With the aim of evaluating the ERP components of interest, the EEG was segmented into stimulus-locked epochs of 2,200 ms (200 pre-stimulus). The epochs including Hits (Old images recognized as old, i.e., “Old” condition) and Correct Rejections (New images recognized as new, i.e., “New” condition) were evaluated. All epochs were corrected to the mean voltage of the first 200 ms of each epoch (pre-stimulus baseline), and segments exceeding ±100 μV were automatically rejected. The epochs were then averaged separately for the Old and New conditions, and a minimum of 41 artifact-free epochs were averaged for each condition. Finally, to obtain the Old-New difference waveforms, the averaged epochs related to the “new” trials were subtracted from the averaged epochs related to the “old” trials (Friedman, 2013). All the offline processing of the signal was performed using Brain Vision Analyzer 2.2.

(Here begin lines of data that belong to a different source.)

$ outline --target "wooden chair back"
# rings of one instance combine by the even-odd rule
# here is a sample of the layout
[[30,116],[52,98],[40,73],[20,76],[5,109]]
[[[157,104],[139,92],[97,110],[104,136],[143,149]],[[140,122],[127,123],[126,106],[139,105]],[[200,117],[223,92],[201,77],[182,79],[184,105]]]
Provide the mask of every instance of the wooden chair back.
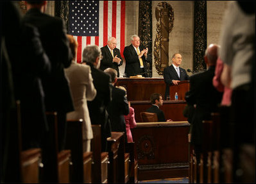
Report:
[[141,122],[158,122],[157,113],[141,112],[140,113]]

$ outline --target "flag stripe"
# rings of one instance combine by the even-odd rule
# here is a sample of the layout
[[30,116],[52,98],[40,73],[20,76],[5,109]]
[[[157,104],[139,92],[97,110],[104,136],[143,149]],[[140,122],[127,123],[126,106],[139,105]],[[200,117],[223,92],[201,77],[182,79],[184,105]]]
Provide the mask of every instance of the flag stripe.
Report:
[[[75,1],[70,1],[70,3],[76,3],[74,2]],[[78,2],[78,3],[80,3],[80,5],[81,5],[81,3],[80,2]],[[84,3],[86,5],[85,5]],[[93,9],[92,5],[91,6],[90,4],[89,4],[92,3],[94,3],[95,5],[96,3],[98,3],[99,4],[98,4],[98,8],[94,8],[94,9]],[[98,35],[86,36],[85,34],[83,34],[84,36],[76,35],[76,33],[75,33],[74,32],[76,31],[76,30],[78,30],[77,29],[78,29],[78,30],[81,30],[81,26],[78,28],[73,28],[73,29],[69,29],[74,30],[74,32],[72,32],[71,31],[69,32],[69,34],[73,34],[74,38],[77,40],[78,43],[76,62],[79,63],[81,62],[83,51],[87,45],[95,44],[98,46],[99,47],[102,47],[107,45],[108,38],[110,37],[114,37],[116,38],[117,43],[117,47],[120,49],[121,56],[123,58],[123,51],[124,49],[125,37],[125,1],[90,1],[89,3],[84,2],[83,3],[83,4],[84,6],[83,7],[83,8],[81,9],[83,9],[83,12],[84,12],[83,10],[85,10],[86,11],[86,13],[83,13],[83,12],[81,12],[80,9],[78,9],[80,8],[76,7],[78,6],[77,5],[75,5],[73,9],[69,10],[69,11],[73,11],[73,15],[69,17],[69,19],[73,19],[73,22],[72,24],[76,24],[76,22],[74,22],[75,20],[78,22],[80,21],[83,21],[83,22],[81,22],[80,24],[81,26],[85,26],[83,27],[83,32],[85,31],[87,31],[86,30],[89,29],[88,30],[90,31],[91,33],[92,31],[93,32],[94,31],[97,31],[98,33]],[[89,9],[87,8],[87,6],[88,6]],[[79,12],[78,10],[80,10],[80,11]],[[95,12],[96,14],[98,13],[97,19],[95,19],[95,20],[98,20],[98,22],[97,22],[96,21],[95,21],[94,22],[91,21],[92,19],[90,19],[90,17],[91,17],[91,19],[96,17],[93,17],[94,15],[92,13],[90,13],[91,12],[88,12],[89,10],[90,10],[92,12],[94,11],[94,12]],[[74,14],[74,11],[77,11],[77,12],[76,12],[77,14]],[[85,16],[83,17],[81,13],[83,13]],[[90,13],[91,14],[87,15],[87,13],[89,14]],[[78,18],[78,16],[80,17],[80,19]],[[91,26],[94,26],[94,29],[92,29],[92,27],[90,26],[88,27],[87,29],[87,27],[85,26],[86,24],[86,22],[87,22],[87,21],[89,21],[90,22],[90,20],[91,22],[89,24],[91,24]],[[70,24],[69,26],[71,26],[72,25],[71,21],[69,21],[69,23]],[[77,31],[77,32],[78,31]],[[80,33],[81,33],[81,31]]]
[[104,1],[103,44],[108,41],[108,1]]
[[116,1],[112,1],[112,37],[116,38]]
[[[76,56],[76,61],[78,63],[81,63],[81,37],[78,37],[78,54]],[[79,54],[78,54],[79,53]]]
[[120,24],[121,24],[121,2],[118,1],[117,2],[117,11],[116,11],[116,38],[117,38],[117,48],[120,49]]
[[125,1],[121,1],[121,34],[120,34],[120,51],[121,56],[124,58],[123,51],[124,49],[125,39]]

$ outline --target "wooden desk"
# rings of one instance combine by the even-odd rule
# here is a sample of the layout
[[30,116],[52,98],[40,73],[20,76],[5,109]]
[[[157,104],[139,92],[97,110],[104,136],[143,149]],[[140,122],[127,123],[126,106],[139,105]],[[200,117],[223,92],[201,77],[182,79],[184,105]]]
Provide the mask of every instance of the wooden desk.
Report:
[[153,93],[159,93],[164,97],[166,92],[164,78],[118,78],[115,86],[126,88],[128,101],[149,100]]
[[[145,112],[151,105],[149,101],[131,101],[131,106],[134,108],[135,121],[142,122],[140,117],[141,112]],[[165,100],[163,106],[160,107],[165,115],[166,119],[174,121],[187,121],[187,118],[183,115],[183,110],[187,103],[183,100]]]
[[112,131],[107,138],[109,158],[108,183],[125,183],[123,132]]
[[132,131],[138,180],[187,176],[189,126],[187,121],[137,124]]

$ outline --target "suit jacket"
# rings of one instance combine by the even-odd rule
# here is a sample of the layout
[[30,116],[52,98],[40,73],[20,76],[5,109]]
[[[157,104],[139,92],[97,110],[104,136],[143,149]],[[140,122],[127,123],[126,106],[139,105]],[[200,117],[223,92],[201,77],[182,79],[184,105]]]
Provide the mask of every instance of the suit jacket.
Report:
[[119,49],[118,49],[117,48],[114,48],[113,49],[114,56],[117,55],[117,57],[121,59],[119,64],[117,64],[115,62],[113,62],[113,56],[112,54],[111,54],[111,53],[108,49],[107,45],[105,47],[101,47],[101,50],[102,56],[103,56],[103,58],[101,61],[101,65],[99,67],[101,70],[104,71],[107,68],[114,69],[117,71],[117,77],[119,77],[119,70],[118,69],[118,67],[122,65],[123,62],[122,58],[121,57]]
[[113,85],[111,85],[111,87],[112,100],[107,108],[111,130],[113,131],[124,132],[124,138],[127,140],[124,115],[129,113],[129,105],[125,96],[126,92]]
[[[8,74],[13,84],[12,94],[15,100],[21,101],[22,149],[27,149],[40,146],[43,135],[48,130],[42,78],[50,72],[51,63],[42,46],[38,29],[21,21],[21,15],[14,3],[9,1],[3,3],[1,16],[8,19],[1,19],[1,45],[5,41],[6,53],[4,52],[3,56],[8,58],[3,57],[3,60],[10,60],[12,72]],[[4,40],[2,40],[2,36]],[[3,74],[6,72],[8,71],[1,71]],[[1,78],[1,83],[4,79],[6,78]],[[3,86],[1,90],[4,90],[1,92],[3,95],[8,90]],[[3,102],[9,100],[6,98],[6,96],[1,95]],[[10,128],[12,128],[11,126]],[[8,134],[10,131],[7,130],[6,133]],[[10,136],[11,141],[12,135]],[[10,145],[12,146],[12,144]]]
[[129,113],[128,115],[124,115],[125,125],[126,127],[126,135],[127,135],[127,142],[133,142],[132,139],[132,135],[131,132],[131,128],[136,127],[136,121],[134,114],[134,108],[132,107],[129,108]]
[[42,13],[37,8],[29,10],[23,17],[23,21],[38,28],[43,47],[51,62],[51,74],[42,80],[46,110],[64,113],[73,111],[64,69],[69,67],[72,62],[65,24],[60,19]]
[[92,124],[101,125],[101,150],[106,151],[107,138],[111,137],[111,128],[107,111],[107,107],[111,101],[110,76],[94,68],[92,64],[87,64],[90,67],[93,84],[97,90],[94,99],[87,102],[90,122]]
[[214,71],[215,67],[210,67],[204,72],[191,76],[190,90],[185,98],[189,105],[196,105],[191,121],[191,141],[196,145],[201,145],[202,142],[202,121],[210,119],[210,113],[216,112],[221,101],[222,93],[212,85]]
[[164,79],[166,83],[166,93],[164,97],[166,99],[166,96],[170,94],[169,87],[173,85],[171,81],[173,79],[180,81],[189,80],[189,76],[184,69],[180,67],[180,77],[178,77],[175,69],[173,67],[173,65],[171,65],[164,69]]
[[[139,47],[140,51],[142,51],[143,49],[144,48],[141,45]],[[124,47],[124,56],[126,63],[124,72],[126,73],[126,76],[128,78],[138,74],[145,76],[144,74],[141,74],[141,71],[143,71],[144,72],[146,71],[145,69],[147,67],[147,62],[146,58],[144,55],[141,57],[143,61],[144,69],[141,70],[141,64],[139,60],[138,54],[137,54],[137,52],[132,44],[130,44],[129,46],[126,46]]]
[[155,105],[152,105],[148,109],[146,110],[146,112],[156,113],[157,115],[157,119],[158,119],[158,122],[166,121],[164,112]]
[[67,119],[83,119],[83,138],[93,138],[87,101],[92,101],[96,96],[96,90],[92,83],[90,67],[73,62],[65,69],[69,80],[74,111],[67,113]]

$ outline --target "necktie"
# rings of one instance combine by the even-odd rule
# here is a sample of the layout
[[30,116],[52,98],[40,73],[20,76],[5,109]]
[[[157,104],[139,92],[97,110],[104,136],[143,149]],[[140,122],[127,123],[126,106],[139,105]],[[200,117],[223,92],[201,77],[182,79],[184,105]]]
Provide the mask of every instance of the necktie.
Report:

The mean amplitude (in μV) of the Early Frontal (EF; in the 400–700 ms interval at the F3, Fz, and F4 electrodes), Parietal (P; in the 450–800 ms interval at P3, Pz, and P4) and Late Frontal (LF; in the 800–1,600 ms interval at F3, Fz, and F4) Old-New effects were evaluated in the Old-New difference waveforms (Gutchess et al., 2007; Nessler et al., 2007; Guillaume et al., 2009; Wolk et al., 2009; Friedman, 2013). Since previous ERP studies indicated that Old-New EM effects occur later in aging and as done in previous studies (see, for example, Guillaume et al., 2009 for EF), later and longer intervals than those used in studies on younger samples were used to capture these effects for both groups.

2.6. Statistical analysis

To investigate baseline differences between the middle-aged and older adults, demographic factors and cognitive function assessments were analyzed by independent sample t-test and Chi-squared test for continuous variables and dichotomous variables, respectively (see Table 1).

To investigate the effect of tDCS on recognition performance in the two age groups, two separate repeated measures ANCOVAs were conducted on the Hit and CR rates with “Session” (anodal, sham) as a within-subjects factor, “Group” (middle-aged, older adults) as a between-subjects factor and education as a covariate. To investigate the effect of tDCS on the neural correlates of EM, mean amplitude values of the ERP Old-New effect components (EF, P, LF) were submitted to separated repeated measures ANCOVAs with “Session” (anodal, sham) and “Electrode” (F3, Fz, F4 for EF and LF; P3, Pz, P4 for P) as within-subjects factors, “Group” (middle-aged, older adults) as a between-subjects factor and education as a covariate. p-values ≤0.05 were considered significant. Post hoc comparisons were performed with Bonferroni correction for multiple comparisons. Partial eta squared values (η_p²) are reported as estimates of effect size (Richardson, 2011), while critical F and 1-β scores are reported as power measures for each significant ANCOVA effect.

Data related to the sensations induced by tDCS were analyzed with a non-parametric Wilcoxon test to compare the different session (anodal, sham) in the two groups of participants (middle-aged, older adults). Statistical analyses were performed with IBM SPSS Statistics, and statistical power and analyses were estimated using GPower 3.1 (Faul et al., 2009).

3. Results

The only two significant differences among cognitive and demographical variables of the two groups were age (p < 0.001) and years of education (p < 0.01), with middle-aged adults being younger and showing a higher degree of education (Table 1).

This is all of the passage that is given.